Clearing his throat and understanding why she was staring at him in shock, he made an attempt to repair his completely botched effort of proposing.
“Marry me, Eden,” he said in a husky, tear-laced voice. “Be with me. Stay with me forever. I know we have a lot to work out with our respective careers and I want you to know that I’ll always support your decisions. I’ll never stand in the way of your career. I just want you.”
This time it was Eden who teared up, her eyes going glossy and bright. But there was such a joyous smile on her face that seemed incongruous with their surroundings. She was in recovery just coming out of surgery. She had to be in pain and groggy and yet she lit up the room like sunshine in July over Kentucky Lake.
“I’ll marry you, Swanny. I love you so much. And you’re right. We’ll work it out in time. But for now, all I want is to go home with you. Spend a few months recovering and regrouping. Then we can tackle our careers and make compromises. That’s what love is all about.”
He leaned over and gently kissed her lips, one of the few places she didn’t have a bandage covering her face.

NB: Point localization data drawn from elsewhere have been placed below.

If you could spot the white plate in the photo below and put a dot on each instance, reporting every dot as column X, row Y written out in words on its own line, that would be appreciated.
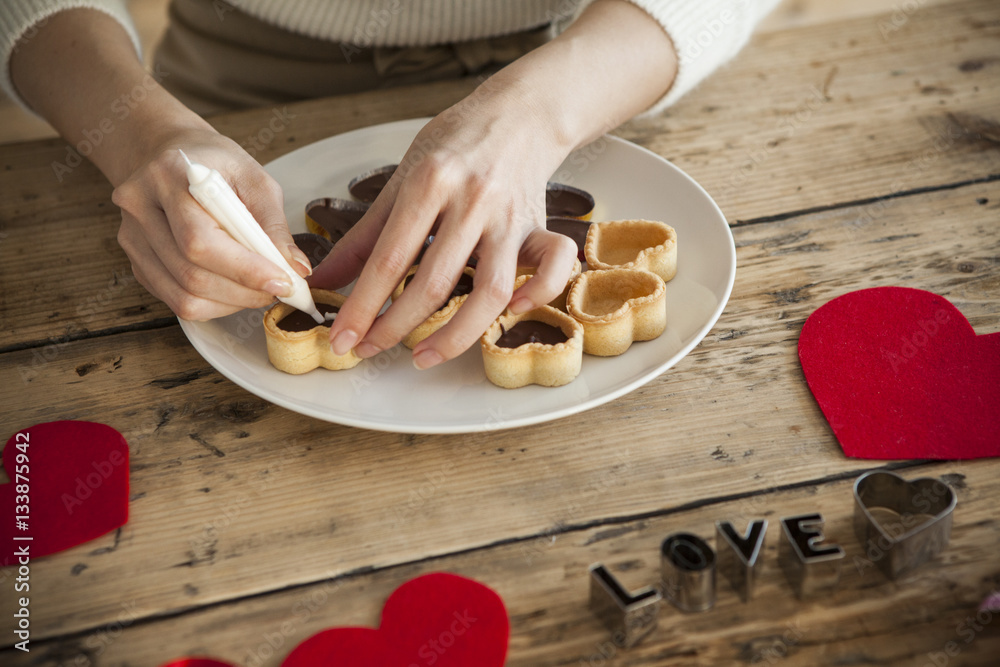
column 387, row 393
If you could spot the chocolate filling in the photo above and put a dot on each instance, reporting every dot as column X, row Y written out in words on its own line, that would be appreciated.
column 571, row 227
column 530, row 331
column 368, row 185
column 314, row 246
column 299, row 321
column 564, row 201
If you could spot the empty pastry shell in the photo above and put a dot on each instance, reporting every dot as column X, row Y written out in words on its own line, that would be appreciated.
column 616, row 308
column 632, row 244
column 560, row 301
column 298, row 352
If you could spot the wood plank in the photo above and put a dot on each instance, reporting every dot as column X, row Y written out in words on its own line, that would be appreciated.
column 206, row 528
column 866, row 620
column 837, row 113
column 913, row 111
column 88, row 286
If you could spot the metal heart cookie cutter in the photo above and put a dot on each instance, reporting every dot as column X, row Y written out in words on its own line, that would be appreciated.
column 901, row 523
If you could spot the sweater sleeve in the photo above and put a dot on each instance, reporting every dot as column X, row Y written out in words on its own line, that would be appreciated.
column 21, row 19
column 705, row 33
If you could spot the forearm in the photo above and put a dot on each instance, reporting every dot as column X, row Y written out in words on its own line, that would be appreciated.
column 612, row 63
column 81, row 73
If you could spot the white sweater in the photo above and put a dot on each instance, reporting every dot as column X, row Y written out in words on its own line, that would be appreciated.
column 706, row 33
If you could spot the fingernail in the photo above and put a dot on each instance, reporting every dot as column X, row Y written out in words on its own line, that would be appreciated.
column 365, row 350
column 343, row 342
column 278, row 288
column 521, row 305
column 426, row 358
column 301, row 258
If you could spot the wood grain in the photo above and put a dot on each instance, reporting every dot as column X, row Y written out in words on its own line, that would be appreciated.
column 253, row 527
column 867, row 620
column 204, row 449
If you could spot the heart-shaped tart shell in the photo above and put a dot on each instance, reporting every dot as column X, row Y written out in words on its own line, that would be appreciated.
column 617, row 307
column 298, row 352
column 632, row 244
column 533, row 363
column 348, row 211
column 437, row 319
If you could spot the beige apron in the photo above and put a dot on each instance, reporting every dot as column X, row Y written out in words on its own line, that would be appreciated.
column 215, row 57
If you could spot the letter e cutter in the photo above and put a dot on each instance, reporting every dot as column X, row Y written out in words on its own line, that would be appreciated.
column 808, row 566
column 902, row 524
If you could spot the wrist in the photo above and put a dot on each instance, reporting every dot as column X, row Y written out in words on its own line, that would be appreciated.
column 139, row 132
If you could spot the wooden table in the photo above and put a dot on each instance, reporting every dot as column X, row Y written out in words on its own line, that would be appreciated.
column 845, row 154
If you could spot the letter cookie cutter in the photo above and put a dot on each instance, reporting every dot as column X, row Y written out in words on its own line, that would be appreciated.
column 687, row 567
column 902, row 523
column 629, row 616
column 738, row 554
column 808, row 565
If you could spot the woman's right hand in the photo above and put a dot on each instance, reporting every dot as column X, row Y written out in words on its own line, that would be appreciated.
column 178, row 252
column 75, row 69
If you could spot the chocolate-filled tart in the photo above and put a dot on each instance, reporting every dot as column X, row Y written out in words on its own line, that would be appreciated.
column 442, row 315
column 632, row 244
column 332, row 218
column 296, row 344
column 543, row 346
column 616, row 308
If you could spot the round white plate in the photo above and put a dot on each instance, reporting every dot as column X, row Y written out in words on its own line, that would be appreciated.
column 387, row 393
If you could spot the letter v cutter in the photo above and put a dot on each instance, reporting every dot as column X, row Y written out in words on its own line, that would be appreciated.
column 738, row 554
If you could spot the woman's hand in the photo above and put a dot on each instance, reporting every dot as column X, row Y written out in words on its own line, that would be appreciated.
column 73, row 71
column 179, row 253
column 474, row 178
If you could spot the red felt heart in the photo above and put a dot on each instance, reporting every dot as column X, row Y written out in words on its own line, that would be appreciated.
column 438, row 619
column 68, row 485
column 899, row 373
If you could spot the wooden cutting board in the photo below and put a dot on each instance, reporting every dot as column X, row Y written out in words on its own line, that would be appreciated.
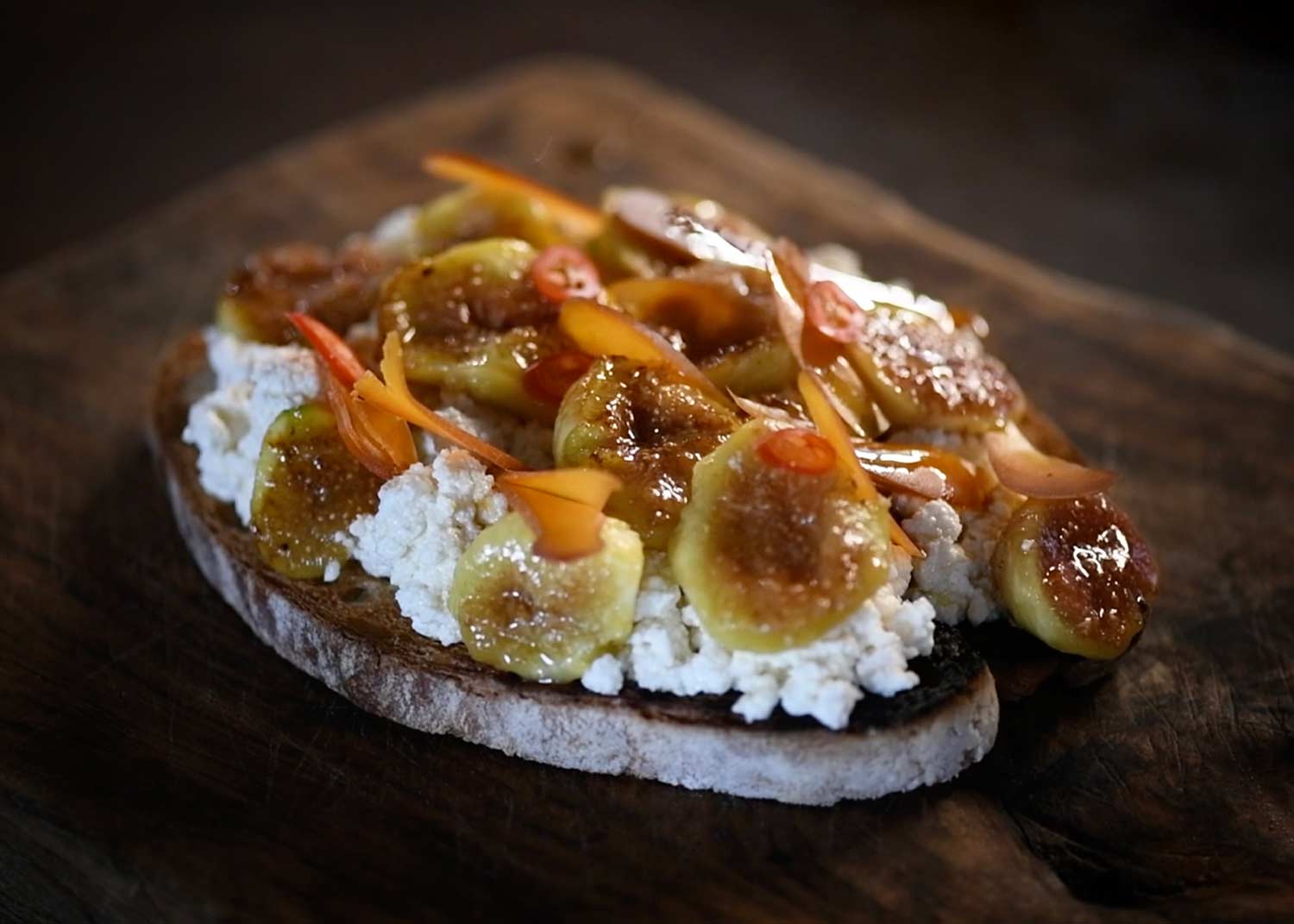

“I don’t have a ring—yet. But you can be damn sure when you leave this hospital you’ll be wearing my ring. And then I’m taking you home to Tennessee. I’ll buy you the perfect house on the lake and you can sit out on the deck and enjoy the water and do nothing more than rest and recover while I wait on you hand and foot.”
Her smile broadened and she slipped her hand into his, squeezing.
“My dad will want to give me away and my brothers will want to be there. But otherwise I don’t want a big fuss. No paparazzi, no public announcement of our engagement or marriage and certainly no damn pictures of the event plastered all over magazines. It will be our day and I want to keep it that way. Intimate and private.”
“Speaking of your family, they’re all here. They arrived just a short while ago and they’re worried sick about you. When you get moved to your room I’ll let them know it’s okay to see you. But for now? I don’t mind being selfish and keeping you all to myself until they move you.”
Her eyes sparkled despite the grogginess from the anesthesia and the pain he knew she had to be feeling.
“I’m on board with your selfishness, because trust me when I say I’m going to be very possessive of you and spending time with you, just the two of us. I can’t think of a better way to recover than to spend it with you, in our home, with someone I love more than I ever imagined loving another person.”
Swanny’s heart filled to bursting. He didn’t even mind the tears that once again crowded his eyes. This woman lying in a hospital recovery room was so strong and yet infinitely gentle and so very loving and giving.
He whispered a thanks to God for seeing her safely back to him. Where she belonged.
And he was already envisioning the perfect house on the lake. With a perfect deck and a dock overlooking the water, not far from the KGI compound, but he had no desire to sequester himself and Eden behind the walls of the compound. He wanted a special place of their own. Their sanctuary where they could focus on each other and a future that was brighter than the sun.